With 2FA enabled, you'll be asked to provide your 2FA authentication code, as well as your password, when you access GitHub Enterprise.

"You'll be presented with a dialog asking you to enter your 2FA code, which will be generated from your TOTP application."

GitHub Enterprise will only ask you to provide your 2FA authentication code again if you've logged out, are using a new device, or your session expires.

If your authentication fails several times, you may wish to synchronize your phone's clock with your mobile provider. Often, this involves checking the "Set automatically" option on your phone's clock, rather than providing your own time zone.

Generating a code through a TOTP application

If you chose to set up two-factor authentication using a TOTP application on your smartphone, you can generate an authentication code for GitHub Enterprise at any time. After entering your username and password, you'll be asked for your "Two-factor authentication code". In most cases, just launching the application will generate a new code. You should refer to your application's documentation for specific instructions. You can then enter this code to gain access to your account.

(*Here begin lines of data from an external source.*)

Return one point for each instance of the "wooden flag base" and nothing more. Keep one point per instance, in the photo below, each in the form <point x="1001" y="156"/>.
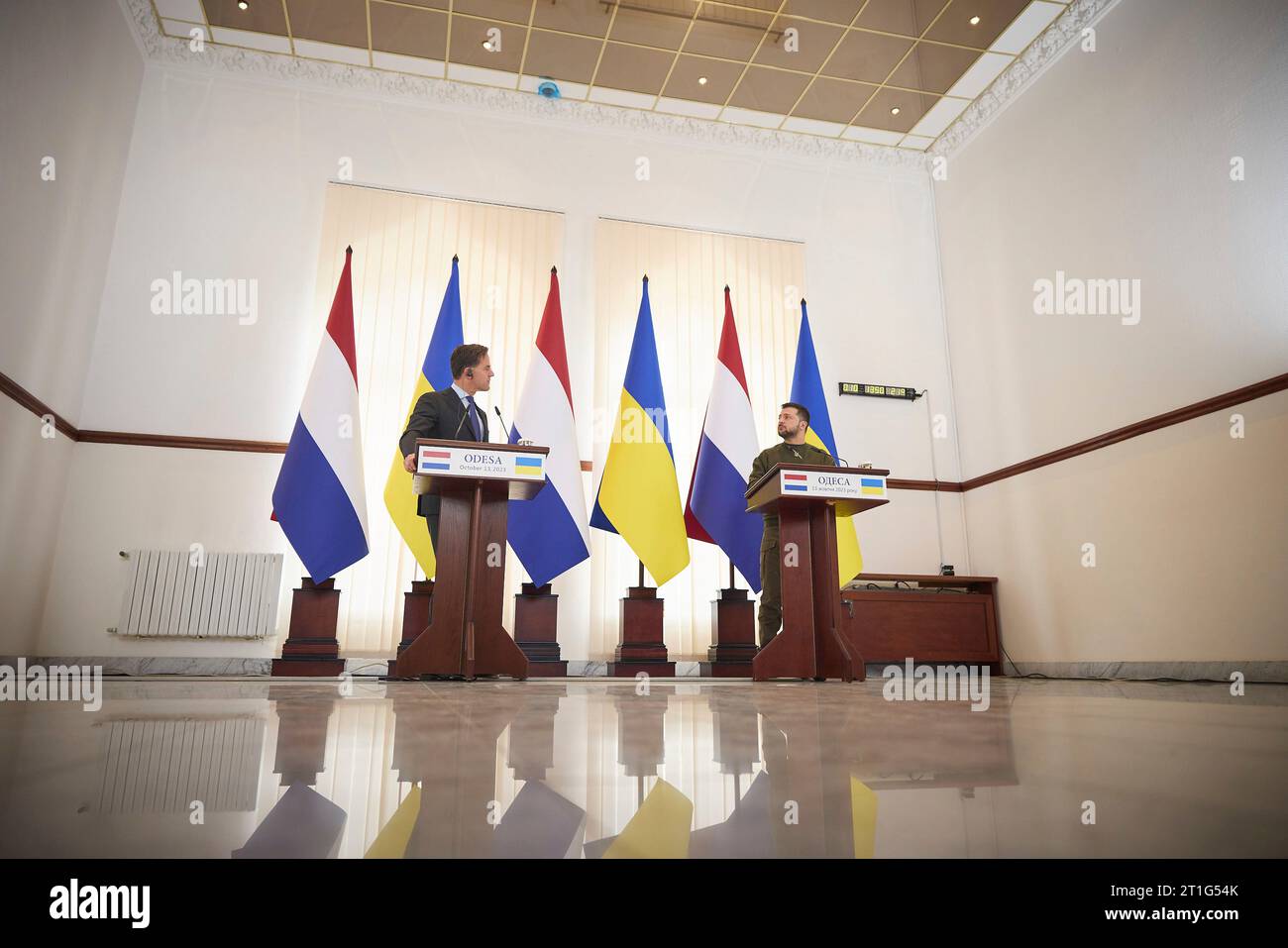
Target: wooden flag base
<point x="733" y="635"/>
<point x="536" y="613"/>
<point x="640" y="647"/>
<point x="310" y="648"/>
<point x="417" y="605"/>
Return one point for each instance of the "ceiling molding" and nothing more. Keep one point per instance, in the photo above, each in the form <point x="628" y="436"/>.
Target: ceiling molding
<point x="1048" y="47"/>
<point x="514" y="104"/>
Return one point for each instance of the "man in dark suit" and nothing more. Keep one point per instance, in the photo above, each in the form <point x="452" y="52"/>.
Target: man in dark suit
<point x="449" y="414"/>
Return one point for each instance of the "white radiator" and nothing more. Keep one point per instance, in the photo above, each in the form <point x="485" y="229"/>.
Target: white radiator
<point x="227" y="595"/>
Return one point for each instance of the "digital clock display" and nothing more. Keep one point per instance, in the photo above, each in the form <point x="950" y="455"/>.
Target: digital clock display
<point x="862" y="388"/>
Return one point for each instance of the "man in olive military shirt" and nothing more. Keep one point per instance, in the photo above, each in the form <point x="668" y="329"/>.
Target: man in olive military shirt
<point x="793" y="424"/>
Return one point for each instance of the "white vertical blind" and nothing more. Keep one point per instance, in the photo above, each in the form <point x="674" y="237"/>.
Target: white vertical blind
<point x="687" y="270"/>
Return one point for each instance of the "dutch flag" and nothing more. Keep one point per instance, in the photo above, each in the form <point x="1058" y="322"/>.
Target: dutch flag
<point x="716" y="511"/>
<point x="320" y="497"/>
<point x="549" y="532"/>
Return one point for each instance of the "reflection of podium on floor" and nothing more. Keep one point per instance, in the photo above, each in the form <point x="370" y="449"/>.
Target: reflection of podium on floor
<point x="303" y="823"/>
<point x="807" y="498"/>
<point x="464" y="636"/>
<point x="447" y="745"/>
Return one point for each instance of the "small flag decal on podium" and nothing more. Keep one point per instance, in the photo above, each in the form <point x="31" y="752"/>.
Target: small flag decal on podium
<point x="437" y="466"/>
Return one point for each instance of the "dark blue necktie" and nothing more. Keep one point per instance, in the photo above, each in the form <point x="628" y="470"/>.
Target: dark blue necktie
<point x="472" y="411"/>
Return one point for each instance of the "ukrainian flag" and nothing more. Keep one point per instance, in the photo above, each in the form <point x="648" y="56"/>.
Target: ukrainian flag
<point x="807" y="390"/>
<point x="639" y="496"/>
<point x="436" y="375"/>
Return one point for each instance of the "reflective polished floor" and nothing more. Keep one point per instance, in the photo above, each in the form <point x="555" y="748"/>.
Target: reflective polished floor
<point x="681" y="769"/>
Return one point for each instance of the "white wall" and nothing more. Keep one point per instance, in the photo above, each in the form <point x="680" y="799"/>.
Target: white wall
<point x="68" y="86"/>
<point x="1117" y="163"/>
<point x="227" y="178"/>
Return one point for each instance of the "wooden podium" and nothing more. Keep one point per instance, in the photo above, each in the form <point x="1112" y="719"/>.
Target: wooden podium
<point x="807" y="498"/>
<point x="464" y="636"/>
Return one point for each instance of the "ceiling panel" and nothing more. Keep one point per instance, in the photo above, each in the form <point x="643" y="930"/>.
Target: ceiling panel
<point x="632" y="68"/>
<point x="407" y="31"/>
<point x="259" y="17"/>
<point x="906" y="17"/>
<point x="728" y="33"/>
<point x="664" y="27"/>
<point x="343" y="22"/>
<point x="684" y="82"/>
<point x="503" y="54"/>
<point x="822" y="67"/>
<point x="932" y="67"/>
<point x="995" y="16"/>
<point x="571" y="58"/>
<point x="769" y="90"/>
<point x="811" y="44"/>
<point x="867" y="56"/>
<point x="833" y="99"/>
<point x="880" y="114"/>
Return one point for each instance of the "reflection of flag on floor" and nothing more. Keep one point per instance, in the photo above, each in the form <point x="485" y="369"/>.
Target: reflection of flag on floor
<point x="436" y="375"/>
<point x="716" y="511"/>
<point x="639" y="496"/>
<point x="549" y="532"/>
<point x="320" y="497"/>
<point x="807" y="390"/>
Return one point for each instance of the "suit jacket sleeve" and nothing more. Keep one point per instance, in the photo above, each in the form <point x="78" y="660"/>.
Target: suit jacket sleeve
<point x="421" y="424"/>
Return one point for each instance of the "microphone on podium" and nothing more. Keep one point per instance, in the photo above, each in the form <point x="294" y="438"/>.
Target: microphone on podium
<point x="505" y="428"/>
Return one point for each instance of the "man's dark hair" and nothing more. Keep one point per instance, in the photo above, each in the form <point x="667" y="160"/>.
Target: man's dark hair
<point x="467" y="357"/>
<point x="800" y="410"/>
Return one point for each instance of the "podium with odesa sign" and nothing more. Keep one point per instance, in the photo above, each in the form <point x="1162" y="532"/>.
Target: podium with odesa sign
<point x="464" y="636"/>
<point x="807" y="498"/>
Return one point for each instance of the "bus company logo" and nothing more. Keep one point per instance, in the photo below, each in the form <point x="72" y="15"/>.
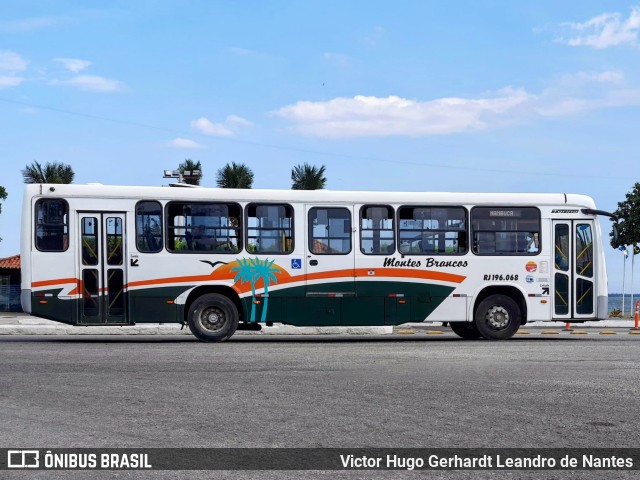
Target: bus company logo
<point x="23" y="459"/>
<point x="557" y="210"/>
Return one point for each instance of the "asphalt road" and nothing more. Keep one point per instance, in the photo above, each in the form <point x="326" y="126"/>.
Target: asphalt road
<point x="391" y="391"/>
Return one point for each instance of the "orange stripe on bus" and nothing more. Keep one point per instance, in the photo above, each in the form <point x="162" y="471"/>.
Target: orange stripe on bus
<point x="58" y="281"/>
<point x="333" y="274"/>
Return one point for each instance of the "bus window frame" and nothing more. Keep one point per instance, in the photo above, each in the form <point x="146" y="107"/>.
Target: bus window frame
<point x="291" y="228"/>
<point x="162" y="232"/>
<point x="505" y="254"/>
<point x="167" y="219"/>
<point x="312" y="237"/>
<point x="67" y="225"/>
<point x="393" y="229"/>
<point x="466" y="230"/>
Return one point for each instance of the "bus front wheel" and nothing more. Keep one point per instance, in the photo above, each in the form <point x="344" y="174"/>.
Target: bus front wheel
<point x="213" y="318"/>
<point x="498" y="317"/>
<point x="466" y="330"/>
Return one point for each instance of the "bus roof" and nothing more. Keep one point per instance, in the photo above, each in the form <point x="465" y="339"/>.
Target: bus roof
<point x="301" y="196"/>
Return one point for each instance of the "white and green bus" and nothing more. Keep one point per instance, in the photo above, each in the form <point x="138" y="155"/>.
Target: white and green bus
<point x="219" y="260"/>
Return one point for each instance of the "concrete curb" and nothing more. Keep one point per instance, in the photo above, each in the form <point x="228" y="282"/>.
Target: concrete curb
<point x="36" y="326"/>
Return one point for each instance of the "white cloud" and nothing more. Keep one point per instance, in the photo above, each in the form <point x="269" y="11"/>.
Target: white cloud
<point x="73" y="64"/>
<point x="29" y="24"/>
<point x="363" y="116"/>
<point x="8" y="81"/>
<point x="220" y="129"/>
<point x="337" y="59"/>
<point x="243" y="52"/>
<point x="185" y="143"/>
<point x="374" y="37"/>
<point x="581" y="78"/>
<point x="11" y="64"/>
<point x="92" y="83"/>
<point x="236" y="120"/>
<point x="605" y="30"/>
<point x="207" y="127"/>
<point x="367" y="116"/>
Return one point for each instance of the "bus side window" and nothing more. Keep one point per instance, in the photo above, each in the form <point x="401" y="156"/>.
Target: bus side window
<point x="52" y="225"/>
<point x="329" y="231"/>
<point x="149" y="227"/>
<point x="506" y="230"/>
<point x="377" y="230"/>
<point x="269" y="228"/>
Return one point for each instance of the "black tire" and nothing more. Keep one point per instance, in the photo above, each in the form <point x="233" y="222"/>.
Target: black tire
<point x="466" y="330"/>
<point x="213" y="318"/>
<point x="498" y="317"/>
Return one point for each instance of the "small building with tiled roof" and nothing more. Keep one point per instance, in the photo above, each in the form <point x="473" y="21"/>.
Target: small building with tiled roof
<point x="10" y="284"/>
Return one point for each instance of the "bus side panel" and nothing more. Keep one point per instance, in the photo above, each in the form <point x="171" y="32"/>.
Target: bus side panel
<point x="155" y="305"/>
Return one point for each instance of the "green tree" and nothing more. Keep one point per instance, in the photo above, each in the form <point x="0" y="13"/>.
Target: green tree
<point x="247" y="273"/>
<point x="265" y="270"/>
<point x="235" y="175"/>
<point x="628" y="213"/>
<point x="189" y="166"/>
<point x="55" y="172"/>
<point x="308" y="177"/>
<point x="3" y="196"/>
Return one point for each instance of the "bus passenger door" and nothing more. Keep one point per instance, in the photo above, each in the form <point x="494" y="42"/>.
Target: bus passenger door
<point x="329" y="262"/>
<point x="574" y="270"/>
<point x="102" y="268"/>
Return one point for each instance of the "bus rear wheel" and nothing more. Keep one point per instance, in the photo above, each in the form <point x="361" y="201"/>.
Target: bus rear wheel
<point x="213" y="318"/>
<point x="498" y="317"/>
<point x="466" y="330"/>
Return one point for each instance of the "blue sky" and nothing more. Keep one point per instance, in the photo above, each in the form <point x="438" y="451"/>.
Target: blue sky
<point x="412" y="95"/>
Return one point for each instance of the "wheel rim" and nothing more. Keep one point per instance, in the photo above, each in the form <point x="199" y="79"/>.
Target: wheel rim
<point x="213" y="319"/>
<point x="497" y="317"/>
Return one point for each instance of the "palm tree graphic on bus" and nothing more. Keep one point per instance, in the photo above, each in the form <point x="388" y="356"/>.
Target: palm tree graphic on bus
<point x="253" y="270"/>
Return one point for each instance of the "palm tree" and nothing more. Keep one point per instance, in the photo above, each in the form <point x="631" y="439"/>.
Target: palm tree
<point x="3" y="196"/>
<point x="235" y="175"/>
<point x="246" y="273"/>
<point x="265" y="270"/>
<point x="308" y="177"/>
<point x="189" y="166"/>
<point x="55" y="172"/>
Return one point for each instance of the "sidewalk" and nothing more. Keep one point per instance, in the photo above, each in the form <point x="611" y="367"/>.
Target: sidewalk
<point x="24" y="324"/>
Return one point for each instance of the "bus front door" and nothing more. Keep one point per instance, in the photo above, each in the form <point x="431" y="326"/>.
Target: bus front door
<point x="102" y="268"/>
<point x="574" y="270"/>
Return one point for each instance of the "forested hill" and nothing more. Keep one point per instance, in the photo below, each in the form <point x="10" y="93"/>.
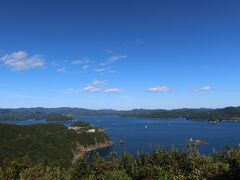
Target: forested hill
<point x="66" y="113"/>
<point x="228" y="113"/>
<point x="52" y="143"/>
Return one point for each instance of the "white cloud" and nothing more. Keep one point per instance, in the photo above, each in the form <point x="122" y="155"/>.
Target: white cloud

If you delete the mobile application after configuring two-factor authentication, you'll need to provide your recovery code to get access to your account. For more information, see "Downloading your two-factor authentication recovery codes."

Using a FIDO U2F compatible security key

Note: FIDO U2F authentication is currently only available for the Chrome browser.

If you set up two-factor authentication via a security key, you can authenticate to GitHub Enterprise on your computer or compatible Android phone with Near Field Communication (NFC) support instead of using codes generated by a TOTP application . For more information, see "Authenticating to GitHub Enterprise using FIDO U2F via NFC." For specific instructions for authenticating with a security key, see the documentation for your device.

Authentication with a security key is secondary to authentication with a TOTP application. You'll still need to set up 2FA using a TOTP application before being able to enable a security key. If you lose your hardware key, you'll still be able to use your phone's code to sign in.

When you'll be asked for a 2FA code

After 2FA is enabled there are several scenarios where you'll be asked to provide your 2FA code:

Through the web

If you sign into GitHub Enterprise through the website, you'll be provided with the following prompt asking for your 2FA code:

2FA dialog

If you're providing a recovery code you previously downloaded from GitHub Enterprise, you will need to click the Enter a two-factor recovery code link and follow the instructions for entering your recovery code instead of entering it in the Authentication Code box.

Through the API

With 2FA enabled, you'll need to pass along a special header containing your 2FA authentication code. For more information, see "Other Authentication Methods" in the GitHub Developer documentation.

Through GitHub Desktop

After setting up 2FA and reauthenticating to GitHub Enterprise, you'll be provided with the following prompt asking for your 2FA code:

The 2FA code prompt

You'll be presented with a dialog asking you to enter your 2FA code, which will be generated from your TOTP application.

Through GitHub Desktop

After setting up 2FA and reauthenticating to GitHub Enterprise, you'll be provided with the following prompt asking for your 2FA code:

GitHub Desktop asking for 2FA Code

You'll be presented with a dialog asking you to enter your 2FA code, which will be generated from your TOTP application.

When you'll be asked for a personal access token as a password

After 2FA is enabled there are a couple of scenarios where you need to enter a personal access token instead of a 2FA code and your GitHub Enterprise password. For more information, see "Creating a personal access token for the command line."

Through the command line

You must create a personal access token to use as a password when authenticating to GitHub Enterprise on the command line using HTTPS URLs. For more information, see "Creating a personal access token for the command line."

For example, when you access a repository using Git on the command line using commands like git clone, git fetch, git pull or git push with HTTPS URLs, you must provide your GitHub Enterprise username and your personal access token when prompted for a username and password. The command line prompt won't specify that you should enter your personal access token when it asks for your password.

2FA and Subversion (svn command line, tortoise svn, etc)

When you access a repository via Subversion, you must provide a personal access token instead of entering your password. For more information, see "Creating a personal access token for the command line."

When you'll be asked for your SSH key passphrase as a password

If you have authenticated to GitHub Enterprise on the command line using SSH URLs you must enter an SSH key passphrase instead of a 2FA code and your GitHub Enterprise password after 2FA is enabled. For more information, see "Working with SSH key passphrases."

For example, when you access a repository using Git on the command line using commands like git clone, git fetch, git pull or git push with SSH URLs, you must provide your SSH key passphrase when prompted for a password. The command line prompt won't specify that you should enter your SSH key passphrase when it asks for your password.